Ich denke, dass es hilfreich ist, denn die Unterschiede sind deutlich geworden - insbesondere hinsichtlich der sozialen Kompetenzen, die jüngere Mitarbeiter von ihren Führungskräften erwarten und die für ältere Führungskräfte, die selbst anders geführt wurden, nicht selbstverständlich sind. Dazu gehören unter anderem eine individuelle Kommunikation, Wertschätzung und Respekt für Andersartigkeit, Klarheit in der Führung, gemeinsame Zielerarbeitung und Motivation durch das Herausfinden der Bedürfnisse und Potenziale der einzelnen Mitarbeiter.

Dazu gehören zum Beispiel Freiräume, die Mitarbeitende brauchen - und diese können durchaus unterschiedlich sein! So wie Menschen früher (zum Teil noch heute) eng geführt wurden und werden (Befehl und Gehorsam), wodurch Potenziale nicht genutzt werden konnten, so macht es heute keinen Sinn Mitarbeitern große Freiräume zuzugestehen die das gar nicht möchten und gegebenenfalls sogar damit überfordert sind.

Gestandene Führungskräfte aus der Babyboomer- oder X-Generation finden häufig, Mitarbeitende sollen einfach ihre Arbeit machen – das täten sie ja auch. Die Generationen Y und Z wollen jedoch den Sinn hinter einer Aufgabenstellung wissen.

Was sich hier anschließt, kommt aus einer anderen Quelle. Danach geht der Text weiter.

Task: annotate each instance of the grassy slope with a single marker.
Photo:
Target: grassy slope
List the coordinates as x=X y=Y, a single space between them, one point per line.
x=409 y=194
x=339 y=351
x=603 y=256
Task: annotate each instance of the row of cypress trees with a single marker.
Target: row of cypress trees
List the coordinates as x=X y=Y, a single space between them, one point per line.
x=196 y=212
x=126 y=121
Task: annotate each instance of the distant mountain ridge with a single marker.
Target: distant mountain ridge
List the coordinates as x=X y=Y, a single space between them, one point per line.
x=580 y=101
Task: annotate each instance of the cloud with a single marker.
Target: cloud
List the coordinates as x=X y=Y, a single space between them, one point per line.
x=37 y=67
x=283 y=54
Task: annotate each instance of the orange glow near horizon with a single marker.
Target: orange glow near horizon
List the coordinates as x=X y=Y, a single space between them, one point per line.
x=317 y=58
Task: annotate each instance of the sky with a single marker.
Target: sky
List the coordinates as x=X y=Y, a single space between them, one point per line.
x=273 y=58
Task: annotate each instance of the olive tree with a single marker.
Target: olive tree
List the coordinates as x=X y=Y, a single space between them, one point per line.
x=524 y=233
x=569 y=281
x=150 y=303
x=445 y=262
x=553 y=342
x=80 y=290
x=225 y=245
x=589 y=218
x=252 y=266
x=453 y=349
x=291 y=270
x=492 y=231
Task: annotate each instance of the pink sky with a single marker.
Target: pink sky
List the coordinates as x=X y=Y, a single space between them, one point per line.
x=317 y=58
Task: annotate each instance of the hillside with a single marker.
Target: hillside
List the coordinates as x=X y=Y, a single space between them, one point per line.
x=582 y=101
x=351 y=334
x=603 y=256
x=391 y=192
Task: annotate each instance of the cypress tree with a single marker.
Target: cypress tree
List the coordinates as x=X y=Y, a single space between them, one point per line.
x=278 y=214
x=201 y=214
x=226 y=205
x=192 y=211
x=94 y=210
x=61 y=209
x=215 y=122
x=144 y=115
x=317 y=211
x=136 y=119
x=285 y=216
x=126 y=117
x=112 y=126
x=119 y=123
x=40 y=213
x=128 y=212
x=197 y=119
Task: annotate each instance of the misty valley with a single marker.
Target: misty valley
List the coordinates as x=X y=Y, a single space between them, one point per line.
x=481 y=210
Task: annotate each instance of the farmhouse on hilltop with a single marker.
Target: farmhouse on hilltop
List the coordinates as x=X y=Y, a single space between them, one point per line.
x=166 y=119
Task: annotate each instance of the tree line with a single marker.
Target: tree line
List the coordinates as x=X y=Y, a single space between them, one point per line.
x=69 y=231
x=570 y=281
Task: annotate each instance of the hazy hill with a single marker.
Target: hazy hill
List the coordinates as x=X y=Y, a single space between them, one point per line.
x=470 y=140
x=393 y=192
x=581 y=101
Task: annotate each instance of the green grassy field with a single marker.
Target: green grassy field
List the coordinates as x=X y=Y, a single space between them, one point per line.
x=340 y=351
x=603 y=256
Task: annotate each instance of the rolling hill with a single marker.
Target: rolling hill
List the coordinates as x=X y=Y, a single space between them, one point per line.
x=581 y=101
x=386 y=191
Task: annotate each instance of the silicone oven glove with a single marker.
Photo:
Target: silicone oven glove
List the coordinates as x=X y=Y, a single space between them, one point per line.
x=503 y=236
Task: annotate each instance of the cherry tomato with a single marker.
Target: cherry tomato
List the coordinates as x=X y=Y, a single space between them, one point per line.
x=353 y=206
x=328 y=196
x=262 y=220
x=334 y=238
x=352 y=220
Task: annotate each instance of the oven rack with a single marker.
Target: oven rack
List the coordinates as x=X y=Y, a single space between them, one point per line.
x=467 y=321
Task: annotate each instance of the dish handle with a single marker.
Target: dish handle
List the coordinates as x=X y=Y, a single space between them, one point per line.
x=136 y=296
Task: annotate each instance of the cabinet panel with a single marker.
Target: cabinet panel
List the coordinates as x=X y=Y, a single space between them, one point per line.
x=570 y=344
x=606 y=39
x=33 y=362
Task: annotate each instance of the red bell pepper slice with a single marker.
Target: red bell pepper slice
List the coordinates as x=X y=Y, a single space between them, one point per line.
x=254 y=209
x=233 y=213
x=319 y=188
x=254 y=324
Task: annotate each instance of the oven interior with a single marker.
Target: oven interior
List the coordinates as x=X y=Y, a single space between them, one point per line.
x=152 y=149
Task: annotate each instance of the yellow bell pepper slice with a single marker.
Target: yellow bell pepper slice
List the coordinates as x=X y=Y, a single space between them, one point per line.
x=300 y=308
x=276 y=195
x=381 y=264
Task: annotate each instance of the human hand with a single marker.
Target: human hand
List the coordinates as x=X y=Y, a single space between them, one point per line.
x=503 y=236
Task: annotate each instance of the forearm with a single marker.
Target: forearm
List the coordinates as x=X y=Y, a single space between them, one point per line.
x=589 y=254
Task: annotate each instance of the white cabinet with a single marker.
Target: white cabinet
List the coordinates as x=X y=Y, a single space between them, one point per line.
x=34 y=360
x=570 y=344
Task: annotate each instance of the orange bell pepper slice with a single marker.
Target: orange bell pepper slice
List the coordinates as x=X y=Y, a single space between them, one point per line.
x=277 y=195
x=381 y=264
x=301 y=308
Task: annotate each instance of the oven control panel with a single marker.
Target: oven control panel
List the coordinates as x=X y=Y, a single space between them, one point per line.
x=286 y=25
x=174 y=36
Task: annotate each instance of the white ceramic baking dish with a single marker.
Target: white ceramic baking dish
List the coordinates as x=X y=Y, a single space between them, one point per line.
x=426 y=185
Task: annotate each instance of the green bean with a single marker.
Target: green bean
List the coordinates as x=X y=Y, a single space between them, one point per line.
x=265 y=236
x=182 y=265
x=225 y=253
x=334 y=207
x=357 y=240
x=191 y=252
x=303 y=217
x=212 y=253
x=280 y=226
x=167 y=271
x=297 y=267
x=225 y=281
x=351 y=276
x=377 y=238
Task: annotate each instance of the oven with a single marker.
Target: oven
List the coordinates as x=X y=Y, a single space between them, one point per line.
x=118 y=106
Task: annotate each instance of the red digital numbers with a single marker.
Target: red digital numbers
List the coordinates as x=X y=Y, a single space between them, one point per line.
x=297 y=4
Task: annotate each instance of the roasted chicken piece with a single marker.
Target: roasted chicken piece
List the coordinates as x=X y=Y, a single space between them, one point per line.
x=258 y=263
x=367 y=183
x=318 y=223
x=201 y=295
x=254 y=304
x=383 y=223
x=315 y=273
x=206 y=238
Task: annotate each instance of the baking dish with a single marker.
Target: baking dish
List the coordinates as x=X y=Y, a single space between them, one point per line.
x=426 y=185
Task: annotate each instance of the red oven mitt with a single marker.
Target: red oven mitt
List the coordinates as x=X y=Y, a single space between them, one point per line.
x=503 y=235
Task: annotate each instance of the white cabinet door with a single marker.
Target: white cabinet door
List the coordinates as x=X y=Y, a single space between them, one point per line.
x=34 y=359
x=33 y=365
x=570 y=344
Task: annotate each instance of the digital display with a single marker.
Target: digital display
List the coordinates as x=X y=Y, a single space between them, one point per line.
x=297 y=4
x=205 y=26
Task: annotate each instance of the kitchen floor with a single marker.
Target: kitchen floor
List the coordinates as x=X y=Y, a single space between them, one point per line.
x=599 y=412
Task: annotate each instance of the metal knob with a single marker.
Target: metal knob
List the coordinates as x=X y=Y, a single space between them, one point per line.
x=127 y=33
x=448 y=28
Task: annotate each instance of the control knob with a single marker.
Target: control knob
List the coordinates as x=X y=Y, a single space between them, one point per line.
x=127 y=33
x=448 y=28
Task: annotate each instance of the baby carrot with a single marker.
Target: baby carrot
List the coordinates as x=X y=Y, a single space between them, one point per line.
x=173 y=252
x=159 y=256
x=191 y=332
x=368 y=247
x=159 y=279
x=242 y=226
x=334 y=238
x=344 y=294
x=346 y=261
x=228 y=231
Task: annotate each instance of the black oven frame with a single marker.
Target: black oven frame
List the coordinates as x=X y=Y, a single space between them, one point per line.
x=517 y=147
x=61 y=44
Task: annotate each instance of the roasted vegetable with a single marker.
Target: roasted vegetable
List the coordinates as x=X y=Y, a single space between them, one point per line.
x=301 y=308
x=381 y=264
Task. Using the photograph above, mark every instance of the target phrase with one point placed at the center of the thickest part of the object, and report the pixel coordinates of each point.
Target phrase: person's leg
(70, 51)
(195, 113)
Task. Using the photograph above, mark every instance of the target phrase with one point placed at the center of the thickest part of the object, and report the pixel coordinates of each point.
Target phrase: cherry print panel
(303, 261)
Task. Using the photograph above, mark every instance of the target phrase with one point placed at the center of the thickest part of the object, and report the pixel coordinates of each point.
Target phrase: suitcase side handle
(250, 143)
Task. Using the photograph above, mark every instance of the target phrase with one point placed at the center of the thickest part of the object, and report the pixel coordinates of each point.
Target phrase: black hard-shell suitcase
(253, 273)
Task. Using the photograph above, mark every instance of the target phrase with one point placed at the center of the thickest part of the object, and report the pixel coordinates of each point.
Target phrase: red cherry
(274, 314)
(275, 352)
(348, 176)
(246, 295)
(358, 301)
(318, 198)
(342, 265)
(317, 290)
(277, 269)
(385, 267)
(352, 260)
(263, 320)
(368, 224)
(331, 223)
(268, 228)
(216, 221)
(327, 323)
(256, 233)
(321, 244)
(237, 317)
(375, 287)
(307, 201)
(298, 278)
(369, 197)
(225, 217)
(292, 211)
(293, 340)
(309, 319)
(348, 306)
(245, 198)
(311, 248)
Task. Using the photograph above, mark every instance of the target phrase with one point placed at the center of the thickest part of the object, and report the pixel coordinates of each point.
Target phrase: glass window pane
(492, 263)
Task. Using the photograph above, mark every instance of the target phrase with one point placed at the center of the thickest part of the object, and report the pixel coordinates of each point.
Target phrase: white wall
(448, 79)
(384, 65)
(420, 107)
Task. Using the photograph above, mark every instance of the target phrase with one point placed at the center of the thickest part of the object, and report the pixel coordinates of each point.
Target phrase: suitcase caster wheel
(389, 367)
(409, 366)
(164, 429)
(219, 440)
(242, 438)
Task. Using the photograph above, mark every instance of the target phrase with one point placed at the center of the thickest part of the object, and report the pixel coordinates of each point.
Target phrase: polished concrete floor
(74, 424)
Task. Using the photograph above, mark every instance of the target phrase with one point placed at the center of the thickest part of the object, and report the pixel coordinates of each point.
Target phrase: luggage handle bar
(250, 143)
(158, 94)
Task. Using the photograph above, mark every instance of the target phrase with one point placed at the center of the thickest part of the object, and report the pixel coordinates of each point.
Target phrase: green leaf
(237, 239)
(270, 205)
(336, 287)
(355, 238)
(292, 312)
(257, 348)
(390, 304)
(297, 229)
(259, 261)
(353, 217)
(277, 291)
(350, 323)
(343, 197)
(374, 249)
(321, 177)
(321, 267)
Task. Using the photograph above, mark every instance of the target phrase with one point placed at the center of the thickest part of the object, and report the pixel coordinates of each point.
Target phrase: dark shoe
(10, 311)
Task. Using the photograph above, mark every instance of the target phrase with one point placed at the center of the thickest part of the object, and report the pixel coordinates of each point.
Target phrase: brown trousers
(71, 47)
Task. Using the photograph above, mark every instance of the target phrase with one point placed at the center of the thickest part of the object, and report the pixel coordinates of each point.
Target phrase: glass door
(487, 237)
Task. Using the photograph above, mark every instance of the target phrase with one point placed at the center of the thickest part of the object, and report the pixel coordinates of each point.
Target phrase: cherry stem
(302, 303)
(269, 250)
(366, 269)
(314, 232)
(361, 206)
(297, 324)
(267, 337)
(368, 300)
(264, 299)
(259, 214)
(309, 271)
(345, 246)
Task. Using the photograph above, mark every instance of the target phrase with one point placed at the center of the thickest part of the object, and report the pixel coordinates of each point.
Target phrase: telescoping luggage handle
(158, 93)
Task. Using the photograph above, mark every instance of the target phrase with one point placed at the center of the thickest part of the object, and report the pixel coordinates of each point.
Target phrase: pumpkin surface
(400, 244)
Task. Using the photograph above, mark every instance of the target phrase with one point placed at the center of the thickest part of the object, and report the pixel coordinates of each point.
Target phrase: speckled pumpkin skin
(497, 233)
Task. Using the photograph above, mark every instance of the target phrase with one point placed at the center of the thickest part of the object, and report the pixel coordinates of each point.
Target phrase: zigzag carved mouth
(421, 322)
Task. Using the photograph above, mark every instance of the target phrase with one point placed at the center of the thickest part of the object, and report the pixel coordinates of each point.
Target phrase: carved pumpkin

Auch im Umgang mit der eigenen Freizeit empfinden jüngere Menschen die älteren eher als abschreckend denn als Vorbild. Arbeiten gern – aber nicht 60 Stunden in der Woche!

Viele Menschen der Generation Y und Z wünschen sich, ihr gesamtes Wesen in Ihr Unternehmen einbringen zu können, also nicht mit einer Maske zu arbeiten. Sie möchten mitentscheiden und am Erfolg des Unternehmens aktiv mitarbeiten. Damit entsprechen sie den lernenden und lebendigen Organisationen, zu denen sich einige Unternehmen und Institutionen bereits entwickeln. Diese zeichnen sich eher durch selbst führende Teams und weniger durch Hierarchien aus, durch gemeinsame Bestimmung von Zielen und Nutzen der Organisation. Basis der Zusammenarbeit ist Vertrauen und nicht Kontrolle.

Mit dem Wissen über Generationen und ihre Vorstellung vom Leben kann auch die Unternehmenskultur verbessert werden, zum Beispiel Werte gemeinsam zu definieren und zu leben, eine positive Fehlerkultur zu etablieren, Lebensballons zu leben oder für die Weiterentwicklung aller Mitarbeiter zu sorgen.

In einer solchen positiven Unternehmenskultur können alle Generationen ihren verschiedenen Lebensphasen konstruktiv kommunizieren und zusammenarbeiten und damit den Erfolg Ihres Unternehmens sicherstellen.

Interessant sind die Erkenntnisse auch für Institutionen, die Ehrenamtler suchen (und das sind ja immer mehr…). Jüngere Menschen möchten in die Ziele der Institution einbezogen werden, sie möchten wissen, warum sie Dinge tun sollen und was sie bringen – und nicht zuletzt wollen sie auch Prozesse ändern, wenn sie aus ihrer Sicht keinen Sinn machen. Ältere, vor allem Menschen, die schon viel Jahre ihr Ehrenamt ausüben, fühlen sich bedrängt und wenig wertgeschätzt durch ein solches Verhalten – und auch hier sind Konflikte vorprogrammiert.

Hier können durch Mediation oder Organisationsbegleitung Wege gefunden werden, solche Konflikte zu lösen oder sie gar nicht entstehen zu lassen, indem die unterschiedlichen Bedürfnisse und Ziele deutlich gemacht werden. Im zweiten Schritt können sie dann in konkretes Handeln umgesetzt werden, so dass Menschen ihren Organisationen erhalten bleiben. Denn die erfolgreichsten Organisationen haben gemischte Teams: Alter, Geschlecht, Fähigkeiten, Potenziale und vieles mehr.

Tragen Sie dazu bei, dass Teams verständnisvoll und Rücksicht nehmend miteinander umgehen und genießen Sie die Vielfältigkeit Ihrer Teams!